I didn’t really know what to expect going in and was completely surprised by the style of the film. It is just over three hours long, which definitely means putting in the time to watch it. The use of long takes with no camera movement and the actions being predominately chores was concerning. However, there is something about Delphine Seyrig’s performance that makes even the most mundane tasks feel vital. I was shocked at how invested I was in the simple process of making a pot of coffee, especially living in a world where I have both a Keurig and a Nespresso machine. While I simply pop a pod into a device and click the button, she must boil water in one kettle while grinding her coffee beans. She then pours the beans into a funnel and places them on top of another kettle. Now she must slowly pour the water into the funnel allowing the grounds to filter the water until complete. Even then, she eventually pours the coffee into a big thermos to stay warm throughout the day. It’s these little details in Jeanne’s (Seyrig) life that are so important to her character which will ultimately help the audience make sense of the film’s ending. I certainly see why so many hold it in high regard.
The Public Enemy (1931)
I’m a big fan of the Secret History of Hollywood Podcast, and the series on the Warner Brothers also heavily featured James Cagney. As an actor, he is a major one on my gap list, and there was a New Year sale on some of the digital providers for a few of his films. It was time to dive into The Public Enemy (1931), despite my general disinterest in gangster films.
I’m not sure why I always allow myself this apprehension towards any genre at this point, as I’ve learned that there are good movies from every genre. This is definitely one of them. Cagney is as dynamic an actor as one could expect. It’s impossible not to root for Tom Powers (Cagney) despite knowing that we aren’t really supposed to, as he’s the titular character. I suppose that’s one reason I often avoid the genre, as our protagonists aren’t really who we should be cheering on. Yet, they’re so charismatic, or their rivals are depicted as so strict and uncompromising that we get why they push back so hard. We don’t always agree with their tactics, but we very much understand their frustration with their place in the world.
White Heat (1949)
I was so impressed with The Public Enemy that I figured I should keep the momentum up and jump into another Cagney classic, White Heat (1949). I noticed a trend between mobsters and their mothers between the two films, with this one taking it a step further. Powers’ mother in The Public Enemy was more or less just enabling the behavior of her son, if not being completely oblivious to it. Here, Arthur “Cody” Jarrett’s mother, played by Margaret Wycherly, is in on the illegal activity. It plays into the story quite a bit, and there is no denying the level of complexity in the story compared to the previous film.

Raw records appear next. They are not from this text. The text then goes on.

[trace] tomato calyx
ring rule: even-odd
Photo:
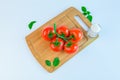
[[[55,34],[56,34],[59,38],[67,41],[67,38],[65,38],[65,37],[63,36],[64,34],[59,35],[59,34],[57,33],[57,31],[56,31],[56,24],[55,24],[55,23],[54,23],[54,32],[55,32]]]
[[[54,36],[54,33],[53,33],[52,31],[50,31],[50,33],[48,34],[48,37],[49,37],[50,39],[52,39],[53,36]]]
[[[64,34],[64,33],[61,33],[60,36],[65,37],[65,34]]]
[[[66,44],[66,47],[70,47],[71,45],[72,45],[72,42],[70,41]]]
[[[61,43],[58,41],[58,39],[56,39],[56,41],[55,42],[53,42],[53,44],[54,44],[54,46],[59,46]]]

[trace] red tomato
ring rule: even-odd
[[[61,38],[54,38],[50,43],[50,48],[57,52],[63,50],[63,46],[64,41]]]
[[[83,32],[78,28],[70,30],[70,40],[74,43],[79,42],[83,38]]]
[[[74,44],[73,42],[69,41],[66,42],[64,45],[64,51],[68,54],[72,54],[78,50],[78,45]]]
[[[46,27],[42,31],[42,37],[47,41],[51,41],[53,38],[56,37],[56,35],[54,33],[54,28],[53,27]]]
[[[57,33],[63,37],[69,36],[69,29],[66,26],[60,26],[57,28]]]

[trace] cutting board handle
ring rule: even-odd
[[[71,7],[70,9],[71,9],[71,12],[72,12],[72,13],[70,13],[68,17],[70,17],[71,20],[72,20],[75,24],[81,26],[81,25],[78,23],[78,21],[76,21],[76,19],[75,19],[75,16],[79,16],[80,19],[87,25],[88,28],[91,27],[92,23],[91,23],[80,11],[78,11],[78,10],[75,9],[74,7]],[[82,26],[81,26],[81,27],[82,27]]]

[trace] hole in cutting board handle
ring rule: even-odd
[[[85,30],[85,31],[88,31],[88,27],[87,25],[81,20],[81,18],[76,15],[74,16],[75,20],[82,26],[82,28]]]

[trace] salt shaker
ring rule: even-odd
[[[87,35],[91,38],[97,37],[100,30],[101,27],[99,24],[92,24],[92,26],[88,29]]]

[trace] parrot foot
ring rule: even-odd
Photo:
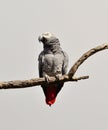
[[[46,81],[47,83],[49,83],[50,77],[49,77],[48,75],[45,75],[45,81]]]

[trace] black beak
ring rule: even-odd
[[[38,37],[38,41],[39,41],[39,42],[42,42],[42,39],[43,39],[42,36],[39,36],[39,37]]]

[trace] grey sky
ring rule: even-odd
[[[108,42],[107,0],[0,0],[0,81],[38,77],[45,32],[59,37],[71,65]],[[66,83],[56,103],[45,104],[41,87],[0,90],[1,130],[108,130],[108,50],[89,58]]]

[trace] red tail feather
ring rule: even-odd
[[[52,85],[52,86],[47,86],[46,89],[46,103],[48,105],[52,105],[55,100],[56,100],[56,95],[57,95],[57,90],[56,90],[56,86]]]

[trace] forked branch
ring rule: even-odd
[[[102,51],[108,49],[108,43],[102,44],[97,46],[86,53],[84,53],[81,58],[79,58],[75,64],[71,67],[69,73],[67,75],[63,75],[60,77],[58,81],[55,77],[51,77],[49,83],[57,83],[57,82],[68,82],[68,81],[78,81],[81,79],[88,79],[89,76],[81,76],[78,78],[73,77],[75,72],[79,68],[79,66],[90,56],[97,53],[98,51]],[[34,78],[30,80],[17,80],[17,81],[7,81],[7,82],[0,82],[0,89],[9,89],[9,88],[26,88],[32,87],[37,85],[47,84],[44,78]]]

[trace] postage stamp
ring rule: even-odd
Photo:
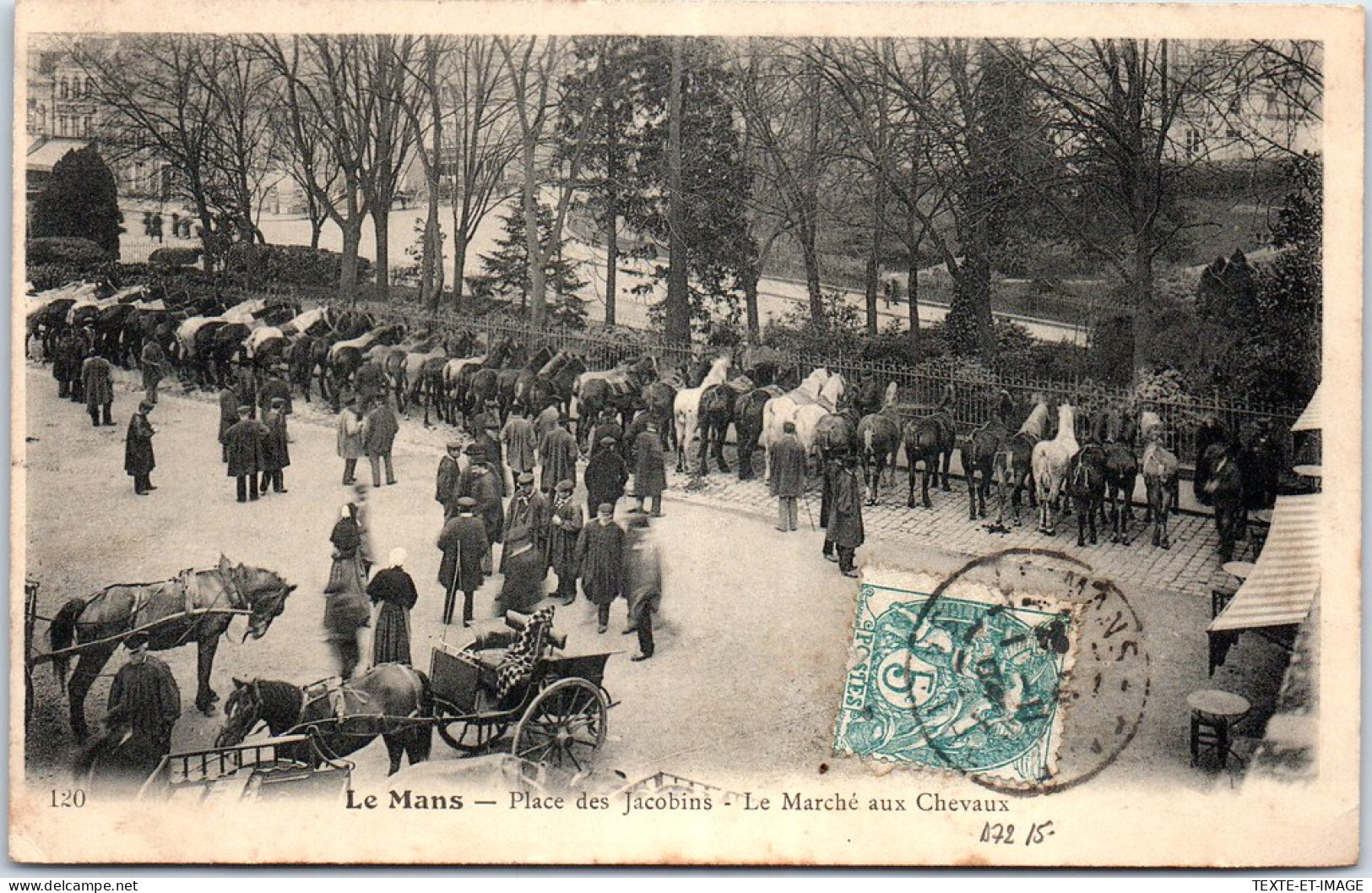
[[[834,749],[1041,783],[1055,771],[1073,639],[1067,606],[864,585]]]

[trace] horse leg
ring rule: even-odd
[[[100,670],[104,669],[104,665],[110,661],[113,654],[113,647],[82,651],[81,658],[77,661],[75,672],[71,673],[71,679],[67,680],[71,734],[78,742],[85,741],[91,735],[91,730],[85,724],[85,697],[91,691],[91,686],[95,684],[95,680],[99,679]]]
[[[200,650],[195,662],[195,709],[206,716],[214,716],[214,702],[220,699],[220,695],[217,695],[214,688],[210,687],[210,675],[214,672],[214,653],[220,650],[220,636],[215,635],[200,639],[199,647]]]

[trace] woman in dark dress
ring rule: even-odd
[[[372,633],[372,666],[410,664],[410,609],[420,594],[414,580],[405,573],[405,550],[391,550],[388,566],[376,572],[366,595],[373,604],[381,606]]]

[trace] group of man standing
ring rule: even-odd
[[[645,497],[661,514],[665,464],[654,431],[634,444],[634,493],[639,508],[630,512],[628,529],[615,522],[615,506],[628,481],[620,433],[597,427],[583,484],[586,511],[575,499],[580,449],[561,415],[534,422],[519,407],[504,426],[494,408],[473,418],[469,444],[451,440],[439,462],[434,499],[443,507],[438,548],[443,552],[439,584],[445,588],[443,624],[451,624],[457,594],[462,594],[462,625],[473,621],[475,594],[493,573],[493,551],[501,544],[502,574],[495,595],[498,615],[530,613],[545,598],[552,572],[553,598],[571,604],[576,583],[597,606],[597,629],[604,633],[615,599],[628,600],[626,633],[638,632],[642,661],[653,655],[652,614],[661,602],[661,567],[649,533]],[[539,430],[539,427],[543,430]],[[617,426],[615,426],[617,429]],[[652,441],[649,445],[648,441]],[[513,484],[513,492],[509,492]],[[538,486],[535,486],[538,484]],[[506,504],[505,497],[509,496]]]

I liked White Heat, but I think I really preferred the simplicity of The Public Enemy. However, the double feature has made me want to explore more of Cagney’s career. I also purchased this one on sale via one of the digital movie providers. I’m not upset with my order at all, though, because both films have the absolutely rewatchable quality one hopes for with a film purchase.
I plan to continue exploring films that I’ve missed out on and will do these type of micro reviews with them. It’s always exciting to see the trail of inspiration movies like these have had on filmmakers since their release. You’ll see traces of these films in movies you already love. If only we had more time to just keep watching movies.